JSON Filter Making Events Disappear

I've been using the same filter configuration across multiple upgrades of Logstash. After upgrading to 7.10.0, the JSON filter now makes events...disappear. Events are sent to Logstash via filebeat (running v 7.10.0). I've tested my configs and events get ingested into Elasticsearch up to the point that I use the JSON filter. Logstash and Elasticsearch logs don't show any errors. I'm using a very barebones implementation

json {
  source => "temp_message"
}

Example data in the temp_message field

{"action": "post /validate/check", "action_detail": "", "client": "192.168.1.1", "client_user_agent": null, "info": "err905: missing parameter: 'pass'", "policies": "", "server": "example", "success": false, "timestamp": "2020-11-20t22:49:40.110520"}

How can I track down what the hell is going on?

I would start by enabling log.level debug and verifying that you see events going in and out of the filter.

It was terrible, but I have verified with debug enabled that events are coming into Logstash

And you see the messages from both of these for each event?

@logger.debug("Running json filter", :event => event)

@logger.debug("Event after json filter", :event => event)

Actually no....I have five pipelines running with multiple instances of json being called and I don't have any events like that.

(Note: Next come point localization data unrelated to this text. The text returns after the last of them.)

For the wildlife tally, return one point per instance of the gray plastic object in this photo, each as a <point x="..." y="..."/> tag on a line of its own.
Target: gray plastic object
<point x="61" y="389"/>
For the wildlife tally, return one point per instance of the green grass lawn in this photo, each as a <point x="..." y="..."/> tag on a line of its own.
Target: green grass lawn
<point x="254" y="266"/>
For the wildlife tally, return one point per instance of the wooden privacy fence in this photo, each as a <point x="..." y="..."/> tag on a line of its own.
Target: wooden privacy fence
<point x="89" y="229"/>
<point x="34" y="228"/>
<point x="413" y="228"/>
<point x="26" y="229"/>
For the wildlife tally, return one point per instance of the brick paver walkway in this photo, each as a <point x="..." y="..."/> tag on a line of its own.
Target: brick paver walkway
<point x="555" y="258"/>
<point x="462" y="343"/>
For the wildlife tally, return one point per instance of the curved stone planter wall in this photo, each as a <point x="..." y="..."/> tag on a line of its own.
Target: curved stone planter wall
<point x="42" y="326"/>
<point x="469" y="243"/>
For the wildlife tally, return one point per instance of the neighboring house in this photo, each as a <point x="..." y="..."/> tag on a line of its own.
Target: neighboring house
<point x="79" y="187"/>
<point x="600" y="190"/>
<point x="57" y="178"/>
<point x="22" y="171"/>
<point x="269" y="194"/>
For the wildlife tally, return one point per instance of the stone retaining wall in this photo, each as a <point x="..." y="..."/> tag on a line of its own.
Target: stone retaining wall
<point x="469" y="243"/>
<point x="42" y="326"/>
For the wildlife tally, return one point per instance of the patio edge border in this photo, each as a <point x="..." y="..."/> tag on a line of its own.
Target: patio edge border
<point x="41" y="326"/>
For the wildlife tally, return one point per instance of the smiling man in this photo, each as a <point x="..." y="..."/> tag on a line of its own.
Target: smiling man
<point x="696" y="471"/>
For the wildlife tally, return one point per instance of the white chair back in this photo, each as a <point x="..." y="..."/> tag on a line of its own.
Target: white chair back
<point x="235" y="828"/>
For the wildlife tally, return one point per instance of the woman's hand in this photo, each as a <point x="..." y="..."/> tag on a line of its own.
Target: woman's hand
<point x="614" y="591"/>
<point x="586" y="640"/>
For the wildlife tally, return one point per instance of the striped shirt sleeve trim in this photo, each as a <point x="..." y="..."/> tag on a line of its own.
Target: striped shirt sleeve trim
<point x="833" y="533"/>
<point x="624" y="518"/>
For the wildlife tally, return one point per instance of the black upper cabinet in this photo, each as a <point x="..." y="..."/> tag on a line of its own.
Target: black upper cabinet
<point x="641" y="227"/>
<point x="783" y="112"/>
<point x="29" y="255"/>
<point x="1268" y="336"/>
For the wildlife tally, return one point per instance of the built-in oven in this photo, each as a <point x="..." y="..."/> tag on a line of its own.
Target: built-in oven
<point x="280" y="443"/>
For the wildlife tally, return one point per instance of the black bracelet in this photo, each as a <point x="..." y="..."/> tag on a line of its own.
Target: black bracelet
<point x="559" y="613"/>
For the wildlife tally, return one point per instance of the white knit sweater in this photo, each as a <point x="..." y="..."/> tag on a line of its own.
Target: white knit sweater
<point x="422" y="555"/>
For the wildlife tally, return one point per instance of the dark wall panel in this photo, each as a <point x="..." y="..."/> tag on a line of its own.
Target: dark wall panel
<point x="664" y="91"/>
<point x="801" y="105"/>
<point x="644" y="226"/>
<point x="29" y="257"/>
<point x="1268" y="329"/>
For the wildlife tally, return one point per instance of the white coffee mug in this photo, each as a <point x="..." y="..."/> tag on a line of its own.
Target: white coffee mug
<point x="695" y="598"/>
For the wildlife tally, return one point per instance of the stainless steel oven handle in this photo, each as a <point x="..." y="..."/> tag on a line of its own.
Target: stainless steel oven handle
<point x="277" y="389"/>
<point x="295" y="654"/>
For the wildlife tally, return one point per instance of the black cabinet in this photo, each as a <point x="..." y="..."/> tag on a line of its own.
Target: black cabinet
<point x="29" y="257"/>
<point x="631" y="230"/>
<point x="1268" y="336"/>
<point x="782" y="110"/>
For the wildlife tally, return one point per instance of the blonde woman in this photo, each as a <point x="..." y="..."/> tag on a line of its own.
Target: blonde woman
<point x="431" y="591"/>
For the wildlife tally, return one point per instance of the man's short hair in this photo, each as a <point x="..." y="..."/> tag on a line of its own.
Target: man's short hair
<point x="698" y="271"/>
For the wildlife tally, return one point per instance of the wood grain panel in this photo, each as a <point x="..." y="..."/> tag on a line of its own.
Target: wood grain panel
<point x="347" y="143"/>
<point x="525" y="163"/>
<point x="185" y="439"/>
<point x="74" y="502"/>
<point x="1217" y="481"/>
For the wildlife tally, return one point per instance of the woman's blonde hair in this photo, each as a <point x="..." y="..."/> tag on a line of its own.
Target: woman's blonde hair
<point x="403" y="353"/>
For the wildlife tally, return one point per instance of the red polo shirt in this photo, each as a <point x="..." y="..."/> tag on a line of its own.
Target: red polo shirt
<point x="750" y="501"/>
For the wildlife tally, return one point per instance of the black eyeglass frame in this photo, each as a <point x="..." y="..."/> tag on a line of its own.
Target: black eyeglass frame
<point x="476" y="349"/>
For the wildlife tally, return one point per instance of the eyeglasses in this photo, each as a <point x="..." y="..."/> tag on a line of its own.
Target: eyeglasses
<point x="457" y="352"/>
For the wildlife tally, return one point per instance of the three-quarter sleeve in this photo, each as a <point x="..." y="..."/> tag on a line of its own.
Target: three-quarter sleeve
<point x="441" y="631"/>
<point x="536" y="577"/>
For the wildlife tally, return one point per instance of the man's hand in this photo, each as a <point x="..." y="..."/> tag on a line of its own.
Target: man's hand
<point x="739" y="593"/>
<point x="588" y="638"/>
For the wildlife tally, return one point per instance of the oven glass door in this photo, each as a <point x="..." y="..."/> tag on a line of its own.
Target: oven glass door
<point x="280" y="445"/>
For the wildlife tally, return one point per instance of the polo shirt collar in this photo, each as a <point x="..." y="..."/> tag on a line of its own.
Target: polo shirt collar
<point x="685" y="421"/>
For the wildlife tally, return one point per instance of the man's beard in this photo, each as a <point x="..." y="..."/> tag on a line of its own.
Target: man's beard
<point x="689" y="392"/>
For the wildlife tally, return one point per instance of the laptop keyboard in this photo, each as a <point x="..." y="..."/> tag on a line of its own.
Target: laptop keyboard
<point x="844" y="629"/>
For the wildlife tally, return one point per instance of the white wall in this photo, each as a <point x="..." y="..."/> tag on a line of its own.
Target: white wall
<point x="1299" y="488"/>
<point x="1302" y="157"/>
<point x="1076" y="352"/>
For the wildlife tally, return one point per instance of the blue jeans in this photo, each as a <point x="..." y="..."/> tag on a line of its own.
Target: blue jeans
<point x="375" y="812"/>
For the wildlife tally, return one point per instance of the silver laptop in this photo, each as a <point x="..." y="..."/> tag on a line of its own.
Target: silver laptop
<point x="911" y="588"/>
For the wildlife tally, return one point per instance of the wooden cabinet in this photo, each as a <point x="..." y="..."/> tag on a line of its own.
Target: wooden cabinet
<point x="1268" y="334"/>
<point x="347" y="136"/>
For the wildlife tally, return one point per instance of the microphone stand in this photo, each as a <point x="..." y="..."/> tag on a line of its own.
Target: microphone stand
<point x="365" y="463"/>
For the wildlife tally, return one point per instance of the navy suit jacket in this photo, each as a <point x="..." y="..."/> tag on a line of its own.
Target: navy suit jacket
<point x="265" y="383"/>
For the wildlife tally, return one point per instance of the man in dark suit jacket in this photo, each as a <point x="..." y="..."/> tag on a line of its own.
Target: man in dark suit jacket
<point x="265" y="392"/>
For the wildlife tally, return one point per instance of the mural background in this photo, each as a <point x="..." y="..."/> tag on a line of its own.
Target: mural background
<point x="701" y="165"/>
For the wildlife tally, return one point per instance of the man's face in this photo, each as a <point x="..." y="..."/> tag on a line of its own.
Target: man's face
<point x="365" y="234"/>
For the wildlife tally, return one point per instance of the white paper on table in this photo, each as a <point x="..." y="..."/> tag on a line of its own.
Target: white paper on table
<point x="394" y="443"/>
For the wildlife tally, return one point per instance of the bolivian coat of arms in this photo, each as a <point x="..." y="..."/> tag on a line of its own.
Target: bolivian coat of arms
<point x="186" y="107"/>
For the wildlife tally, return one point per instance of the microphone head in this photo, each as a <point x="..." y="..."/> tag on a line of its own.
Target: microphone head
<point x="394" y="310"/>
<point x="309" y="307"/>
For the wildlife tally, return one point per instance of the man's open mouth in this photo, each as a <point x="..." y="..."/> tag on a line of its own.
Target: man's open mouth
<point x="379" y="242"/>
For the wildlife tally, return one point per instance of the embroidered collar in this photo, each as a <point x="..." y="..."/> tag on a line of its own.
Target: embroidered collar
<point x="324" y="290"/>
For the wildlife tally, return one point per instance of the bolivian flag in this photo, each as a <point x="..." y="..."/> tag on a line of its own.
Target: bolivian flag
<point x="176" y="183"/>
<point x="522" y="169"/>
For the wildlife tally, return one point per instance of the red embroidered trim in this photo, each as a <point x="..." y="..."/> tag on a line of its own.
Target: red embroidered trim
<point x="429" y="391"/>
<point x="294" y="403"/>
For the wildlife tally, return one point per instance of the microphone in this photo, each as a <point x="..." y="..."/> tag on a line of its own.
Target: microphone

Searching the logs for logstash.filters.json turns up nothing. What I see is

{"level":"DEBUG","loggerName":"org.apache.http.wire","timeMillis":1605916214643,"thread":"[Beats]>worker0","logEvent":{}}

The reason I assumed this is the JSON filter is based on the event content. I wonder if the json plugin didn't update or something...

Alright, I've done some more research on this. This is my only beats input pipeline and within this pipeline, I split off and parse seven different log sources. They all end up in a variety of indices in Elasticsearch with a catch-all index at the end. The JSON filter is only called the one time in this pipeline. With filter debugging enabled (as defined here) and pipeline.log_sources: true set in my logstash.yml. The below gets logged in the beats pipeline log.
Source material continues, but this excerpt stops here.